• PACMA nets more votes for Congress than either BILDU or Canary Coalition
• Animal-rights campaigners gather more than 1 million votes in Senate race
Overshadowed by coverage in the Spanish press of the Dec. 20th election showings of Spain’s new Podemos and Ciudadanos parties, a new animal rights party running an unorthodox and low-budget campaign garnered more votes than two regional parties that won seats in the upcoming Congress and more than two of Spain’s legacy parties with seats in the last Congress.

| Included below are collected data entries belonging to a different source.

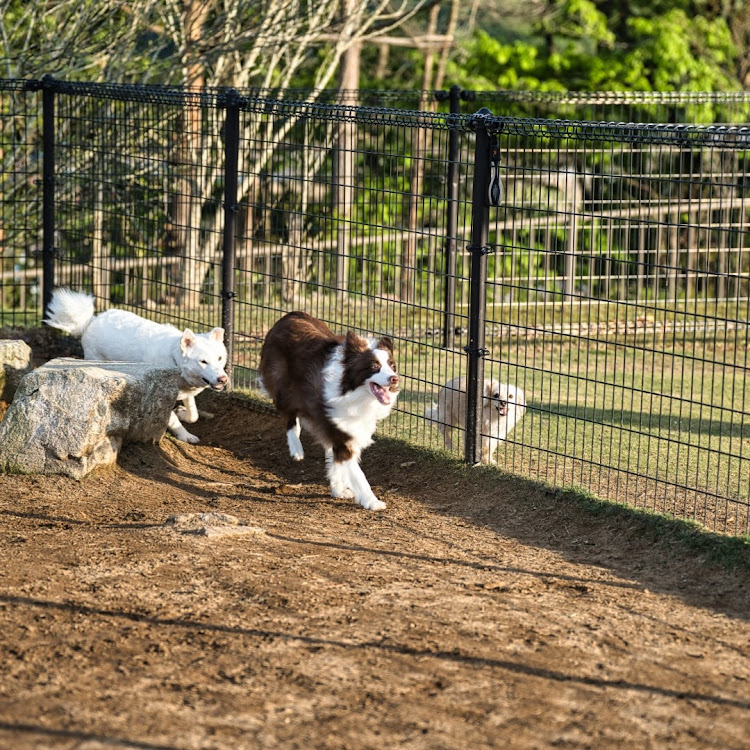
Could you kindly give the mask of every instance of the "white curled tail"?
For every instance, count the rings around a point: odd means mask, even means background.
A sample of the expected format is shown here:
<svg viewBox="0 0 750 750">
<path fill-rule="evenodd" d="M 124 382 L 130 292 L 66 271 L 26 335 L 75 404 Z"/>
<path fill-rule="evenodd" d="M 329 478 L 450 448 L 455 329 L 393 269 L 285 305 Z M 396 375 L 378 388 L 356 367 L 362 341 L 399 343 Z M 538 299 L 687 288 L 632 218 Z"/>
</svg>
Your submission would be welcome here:
<svg viewBox="0 0 750 750">
<path fill-rule="evenodd" d="M 52 293 L 44 322 L 80 338 L 94 317 L 94 298 L 83 292 L 56 289 Z"/>
</svg>

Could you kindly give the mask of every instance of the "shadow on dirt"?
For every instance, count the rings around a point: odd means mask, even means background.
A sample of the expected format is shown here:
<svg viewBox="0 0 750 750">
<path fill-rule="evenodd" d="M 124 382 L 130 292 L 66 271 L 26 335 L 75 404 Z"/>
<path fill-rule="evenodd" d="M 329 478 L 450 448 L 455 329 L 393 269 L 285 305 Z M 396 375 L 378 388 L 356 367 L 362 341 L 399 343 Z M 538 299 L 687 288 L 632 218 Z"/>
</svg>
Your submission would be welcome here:
<svg viewBox="0 0 750 750">
<path fill-rule="evenodd" d="M 490 657 L 477 657 L 462 654 L 455 650 L 453 651 L 440 651 L 431 648 L 415 648 L 401 643 L 387 643 L 380 639 L 364 640 L 356 643 L 344 639 L 335 638 L 323 638 L 320 636 L 303 635 L 298 633 L 288 633 L 283 630 L 269 630 L 261 628 L 248 628 L 229 626 L 204 622 L 202 620 L 192 620 L 189 618 L 164 618 L 164 617 L 153 617 L 146 614 L 137 612 L 130 612 L 119 609 L 99 608 L 91 607 L 85 604 L 76 604 L 72 602 L 56 602 L 47 601 L 43 599 L 34 599 L 26 596 L 7 596 L 0 594 L 0 602 L 12 605 L 14 607 L 30 607 L 37 608 L 40 610 L 63 610 L 66 612 L 73 612 L 77 615 L 84 615 L 86 617 L 108 617 L 116 618 L 131 622 L 145 622 L 159 627 L 170 627 L 179 628 L 182 630 L 192 630 L 215 633 L 226 633 L 229 635 L 241 635 L 249 636 L 252 638 L 259 638 L 264 641 L 280 641 L 280 642 L 296 642 L 303 643 L 312 647 L 327 647 L 333 646 L 337 649 L 344 651 L 348 650 L 365 650 L 375 649 L 388 654 L 398 654 L 402 656 L 421 658 L 438 659 L 441 661 L 452 662 L 456 664 L 468 664 L 472 667 L 490 667 L 495 669 L 502 669 L 507 672 L 515 674 L 529 675 L 533 677 L 541 677 L 547 680 L 552 680 L 559 683 L 580 683 L 582 685 L 591 687 L 606 687 L 609 689 L 622 690 L 622 691 L 639 691 L 648 694 L 658 693 L 665 697 L 676 697 L 681 700 L 695 700 L 707 703 L 713 703 L 720 706 L 731 706 L 736 708 L 747 709 L 750 708 L 750 702 L 744 700 L 735 700 L 732 698 L 724 698 L 721 696 L 712 695 L 710 693 L 702 693 L 698 690 L 693 692 L 685 692 L 684 690 L 676 690 L 669 688 L 654 688 L 653 685 L 648 685 L 639 682 L 628 682 L 625 680 L 609 680 L 605 678 L 595 677 L 575 677 L 569 672 L 560 671 L 556 669 L 546 669 L 543 667 L 530 666 L 523 663 L 522 661 L 514 661 L 509 659 L 490 658 Z M 149 746 L 150 747 L 150 746 Z"/>
<path fill-rule="evenodd" d="M 304 433 L 306 460 L 293 462 L 283 429 L 272 413 L 257 411 L 251 402 L 238 398 L 206 394 L 206 402 L 206 408 L 216 412 L 216 419 L 202 424 L 199 421 L 196 434 L 206 445 L 225 449 L 261 472 L 261 481 L 256 477 L 242 484 L 242 473 L 235 469 L 240 482 L 238 499 L 240 495 L 253 502 L 283 499 L 305 506 L 339 506 L 346 502 L 328 495 L 323 452 L 305 440 Z M 175 450 L 190 449 L 177 444 Z M 150 461 L 169 463 L 163 452 L 148 455 Z M 192 476 L 186 474 L 180 479 L 177 475 L 169 481 L 184 482 L 195 492 L 193 482 L 211 468 L 213 459 L 191 458 L 195 465 Z M 605 567 L 617 576 L 637 581 L 644 589 L 750 618 L 750 545 L 743 539 L 546 487 L 495 468 L 470 468 L 390 439 L 376 440 L 364 453 L 362 466 L 376 494 L 389 506 L 406 496 L 431 512 L 489 528 L 500 537 L 543 547 L 571 562 Z M 132 462 L 127 468 L 138 473 Z M 280 486 L 291 490 L 282 489 L 284 497 L 279 497 Z M 197 491 L 201 492 L 200 488 Z M 290 494 L 295 497 L 288 497 Z M 393 554 L 408 555 L 403 551 Z"/>
</svg>

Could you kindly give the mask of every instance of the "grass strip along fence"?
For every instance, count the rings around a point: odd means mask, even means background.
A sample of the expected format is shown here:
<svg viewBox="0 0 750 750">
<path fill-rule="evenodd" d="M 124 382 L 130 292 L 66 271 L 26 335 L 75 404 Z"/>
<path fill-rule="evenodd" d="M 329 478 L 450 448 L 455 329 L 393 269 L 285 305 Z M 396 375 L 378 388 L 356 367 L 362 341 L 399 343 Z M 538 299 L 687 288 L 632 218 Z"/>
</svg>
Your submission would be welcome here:
<svg viewBox="0 0 750 750">
<path fill-rule="evenodd" d="M 443 448 L 425 414 L 466 376 L 452 450 L 474 462 L 494 379 L 527 401 L 502 470 L 750 531 L 747 95 L 0 97 L 4 325 L 39 324 L 56 285 L 222 324 L 252 390 L 265 332 L 304 309 L 394 338 L 385 435 Z"/>
</svg>

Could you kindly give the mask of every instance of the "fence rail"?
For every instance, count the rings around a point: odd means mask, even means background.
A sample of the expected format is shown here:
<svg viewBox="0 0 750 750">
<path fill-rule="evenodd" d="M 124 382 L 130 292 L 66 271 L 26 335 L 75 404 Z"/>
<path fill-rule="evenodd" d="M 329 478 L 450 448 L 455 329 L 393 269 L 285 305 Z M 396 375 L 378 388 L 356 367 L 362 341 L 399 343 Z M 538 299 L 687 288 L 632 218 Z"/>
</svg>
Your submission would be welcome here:
<svg viewBox="0 0 750 750">
<path fill-rule="evenodd" d="M 384 434 L 443 447 L 426 415 L 466 376 L 473 462 L 484 381 L 507 383 L 506 471 L 747 534 L 749 105 L 0 81 L 3 323 L 59 284 L 222 324 L 251 388 L 303 308 L 396 340 Z"/>
</svg>

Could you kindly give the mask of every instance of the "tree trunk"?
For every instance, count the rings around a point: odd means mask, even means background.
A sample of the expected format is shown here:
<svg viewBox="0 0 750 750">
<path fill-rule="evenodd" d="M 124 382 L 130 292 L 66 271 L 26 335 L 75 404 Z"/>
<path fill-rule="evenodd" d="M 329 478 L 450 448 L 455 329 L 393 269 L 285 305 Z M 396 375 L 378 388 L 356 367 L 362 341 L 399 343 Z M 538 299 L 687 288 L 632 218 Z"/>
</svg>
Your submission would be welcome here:
<svg viewBox="0 0 750 750">
<path fill-rule="evenodd" d="M 344 0 L 343 12 L 347 17 L 352 12 L 352 0 Z M 356 105 L 355 92 L 359 89 L 359 66 L 361 45 L 352 44 L 341 56 L 339 65 L 339 92 L 342 104 Z M 337 219 L 336 233 L 336 280 L 339 294 L 348 288 L 350 225 L 354 196 L 354 152 L 357 143 L 356 126 L 353 122 L 338 125 L 338 147 L 335 154 L 333 206 Z"/>
<path fill-rule="evenodd" d="M 91 241 L 93 243 L 91 263 L 94 268 L 94 294 L 109 302 L 109 255 L 104 242 L 104 197 L 101 184 L 96 188 L 94 232 Z"/>
<path fill-rule="evenodd" d="M 430 11 L 430 20 L 427 29 L 428 35 L 437 33 L 437 21 L 440 6 L 436 5 Z M 430 48 L 425 55 L 424 76 L 422 78 L 422 89 L 429 91 L 432 88 L 433 67 L 435 54 Z M 427 109 L 434 110 L 435 103 L 430 102 Z M 406 236 L 404 238 L 401 254 L 401 281 L 399 284 L 399 296 L 404 302 L 413 302 L 416 296 L 415 279 L 417 265 L 417 237 L 419 234 L 419 205 L 424 184 L 424 160 L 425 154 L 430 146 L 429 134 L 425 128 L 414 130 L 414 142 L 411 155 L 411 173 L 409 180 L 409 193 L 406 202 Z"/>
<path fill-rule="evenodd" d="M 203 0 L 188 2 L 183 14 L 183 28 L 185 30 L 185 46 L 183 60 L 185 67 L 183 77 L 185 83 L 193 88 L 205 86 L 205 68 L 199 60 L 198 47 L 202 38 L 203 24 L 210 10 L 211 3 Z M 202 111 L 190 102 L 182 113 L 182 127 L 177 137 L 179 145 L 178 175 L 176 181 L 176 195 L 174 200 L 174 229 L 175 250 L 181 257 L 179 281 L 176 290 L 177 303 L 185 305 L 190 310 L 197 310 L 200 306 L 201 289 L 210 263 L 203 259 L 200 246 L 201 206 L 204 196 L 201 186 L 204 183 L 200 171 L 202 167 Z M 196 170 L 190 172 L 190 166 Z"/>
</svg>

The Partido Animalists (PACMA) won 219,181 votes in its campaign for seats in Spain’s Congress of Deputies – more than the Basque separatist movement BILDU or the Canary Coalition and as many as incumbent parties UPyD and Unió on Sunday – but no elected representatives because of Spain’s election rules, which make it hard for fledgling parties to gain seats in Congress. At the same time, more than 1 million votes were cast for the animal rights party in the nationwide Senate race.
PACMA conducted its campaign with a miniscule 15,000 euro budget, holding no massive campaign rallies like the other parties and choosing instead to rely on social media videos of its candidate and campaign teams who rode neighborhood to neighborhood passing out campaign leaflets.
PACMA’s campaign platform called for an end to bullfighting and local bull-running and bull-baiting fiestas across Spain, as well as a ban on hunting, defense of the environment, public healthcare and secular education.
PACMA’s goal, said the group’s 42-year-old president Silvia Barquero, was to elect a “representative to defend animals” in Congress and that while the party fell short of that goal she hopes “we are an incentive for other parties to take note of the social support” for animal rights among the public.